Returning from break we dug into some Lyotard as a way to get back to the theoretical ideas. Many of the students did a wonderful job unpacking what he had to say – I really was stunned. Not all students, but a good number pulled ideas out that were quite exciting t discuss. This was a good place for this essay – relocated form last time. It allowed us to talk a bit more specifically about modernism and the shift to the postmodern. The notion of the postmodern sublime was defined, by relating to our experience with the projects, as having a certain level of frustration that rewarded deeper thought. One student defined it as first pain and then pleasure.
Next up was me, more or less, lecturing on postmodern architecture. We started that day with Legos – always fun – in which students were instructed in groups to create a representation of “absence.” Four totally unique expressions, that had some similar ideas. More importantly, they used the readymade pieces like doors and windows very much like Ghery and Venturi. I spent quite a bit of time on Ghery’s House as I want to revisit that to discuss The Wooster Group. Many pictures, many buildings, many ideas. Our list of terms and ideas gets longer.
On to La Monte Young and Fluxus – way condensed. I went through an explanation of the Fluxus ideas, looked at a few examples of event scores and then had students create their own. We were able to see a few performed before the day was over. The Young material was really a set up for our conversation about sound, and the event scores were in anticipation of discussing Gertrude Stein’s Dr. Faustus Lights the Lights. I was out of town for Fluxus Day, so we revisited a few more cards when I returned.

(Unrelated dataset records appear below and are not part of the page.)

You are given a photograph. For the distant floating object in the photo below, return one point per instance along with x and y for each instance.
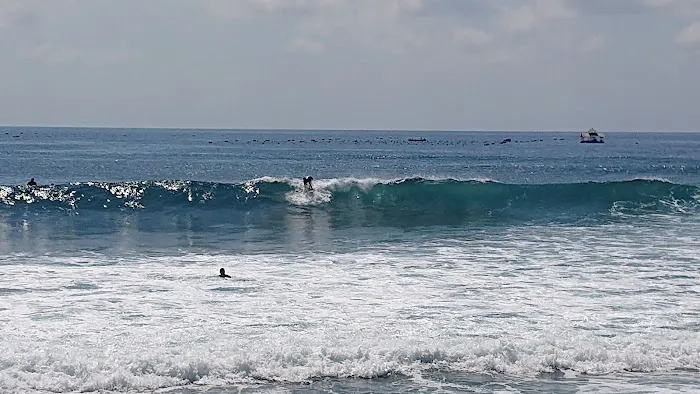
(592, 137)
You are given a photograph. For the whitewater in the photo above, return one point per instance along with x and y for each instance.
(458, 264)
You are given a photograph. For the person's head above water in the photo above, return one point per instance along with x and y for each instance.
(307, 182)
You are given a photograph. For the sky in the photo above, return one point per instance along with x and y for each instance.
(631, 65)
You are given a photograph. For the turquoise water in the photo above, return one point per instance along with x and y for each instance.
(461, 263)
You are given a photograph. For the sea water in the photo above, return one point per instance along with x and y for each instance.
(462, 263)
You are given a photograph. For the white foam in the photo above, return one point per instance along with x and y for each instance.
(518, 302)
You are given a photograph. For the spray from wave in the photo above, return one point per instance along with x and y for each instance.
(402, 202)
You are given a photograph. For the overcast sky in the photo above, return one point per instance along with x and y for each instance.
(352, 64)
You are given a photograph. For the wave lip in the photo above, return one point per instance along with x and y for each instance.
(408, 201)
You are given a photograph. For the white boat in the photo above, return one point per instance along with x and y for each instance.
(592, 137)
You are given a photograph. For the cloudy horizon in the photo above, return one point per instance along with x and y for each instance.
(623, 65)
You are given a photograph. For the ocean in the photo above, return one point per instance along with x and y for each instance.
(483, 262)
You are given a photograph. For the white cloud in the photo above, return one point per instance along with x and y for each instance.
(534, 14)
(690, 35)
(54, 54)
(592, 43)
(304, 45)
(470, 37)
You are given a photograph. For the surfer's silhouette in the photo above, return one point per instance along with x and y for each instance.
(222, 273)
(307, 183)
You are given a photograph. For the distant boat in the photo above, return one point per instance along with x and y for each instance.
(592, 137)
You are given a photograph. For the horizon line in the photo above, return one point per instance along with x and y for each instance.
(396, 130)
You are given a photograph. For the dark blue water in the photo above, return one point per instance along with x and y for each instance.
(464, 262)
(60, 156)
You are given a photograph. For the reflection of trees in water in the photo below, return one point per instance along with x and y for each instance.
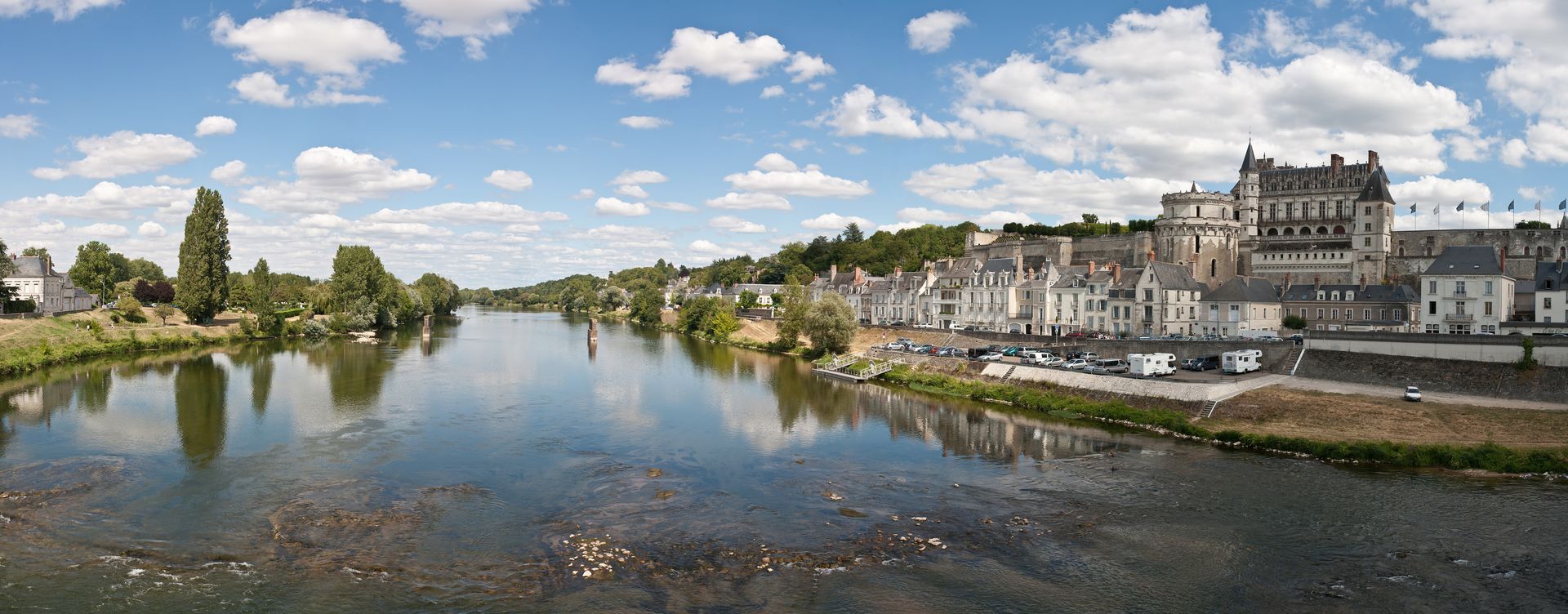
(201, 407)
(354, 372)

The main questions I posed were about where meaning is located in these activities and who has ownership over the final “product.” Mainly this is to spur thought on how to treat a text. That led us to discuss Stein’s play. I gave them some background on her work and we talked a bit about her use of language, her sense of time, and the exploration of the present moment. Dragged them outside to talk about theatre as a landscape – which never fails to amuse me since someone always walks though the frame when I do that adding to the “drama.” The question I posed is what would happen if we treated Stein’s play like a Fluxus event score. Their next project asks them to do just that. All of this is in anticipation of watching the Wooster Group’s deconstruction of the text.